I’ve been on Facebook since 2004, so I’ve added a lot of friends from various contexts in my life. Not all of them are close enough to warrant baby photo sharing, and many are likely not interested in seeing photos of Parker (hopefully not to the point of something like unbaby.me). Other mom friends have mentioned that they too love sharing but worry they are going overboard. Though Facebook seems to already creepily prioritize posts in the newsfeed, it can’t yet read our minds and execute the command “just show this to people I care about and who would actually want to see my baby photos.”
I know there are options for creating tiers of friends like one would in real life, but I’m not interested in trying to coerce Parker into sitting still long enough for me to curate various lists with privacy permissions for seeing my statuses or photos. I’m also not interested in putting in the effort to create, invite people to, and maintain a private Facebook group for sharing his photos. A friend pointed out that several of his friends even made up different names for their kids on Facebook in addition to locking down the privacy settings. I suppose I could always go back to calling Parker his pregnancy nickname of “Henry.”

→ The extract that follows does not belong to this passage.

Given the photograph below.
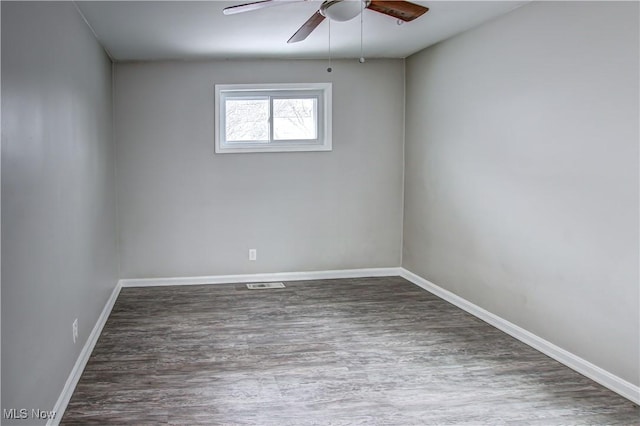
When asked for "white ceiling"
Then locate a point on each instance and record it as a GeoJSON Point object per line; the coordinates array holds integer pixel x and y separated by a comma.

Instagram would theoretically work if I hadn’t already had a public Instagram. There are options for making photo albums or prints from Instagram photos, which would be cool. However, simply making my account private wouldn’t solve the matter of having Parker’s photos viewable by current followers whom I don’t mind seeing my posts about food, fitness, or teaching but would mind seeing Parker. Keeping the account public makes me wary of issues such as baby catfishing. I ended up deleting all photos of Parker except for his birth announcement and one where he’s in a stroller around my students. I have reserved the Instagram account with his full name, but there’s no easy way to just transfer those past posts to it.
Friends have suggested other apps that were specifically designed for the baby photo sharing use case: Smugmug, 23 Snaps, and Lifecake. Side note: I think this is the death knell of my being on the cutting edge of new technology, because I hadn’t heard of them yet. They seem great with privacy, organization, and ability to create printed photo albums. I do worry about the extra effort required for technology adoption, though apps being consolidated on one’s phone does make this much easier these days. I also worry about having to sort through and upload all of the photos from the past 3.5 months of Parker’s life…the longer I wait to switch, the more onerous that will be.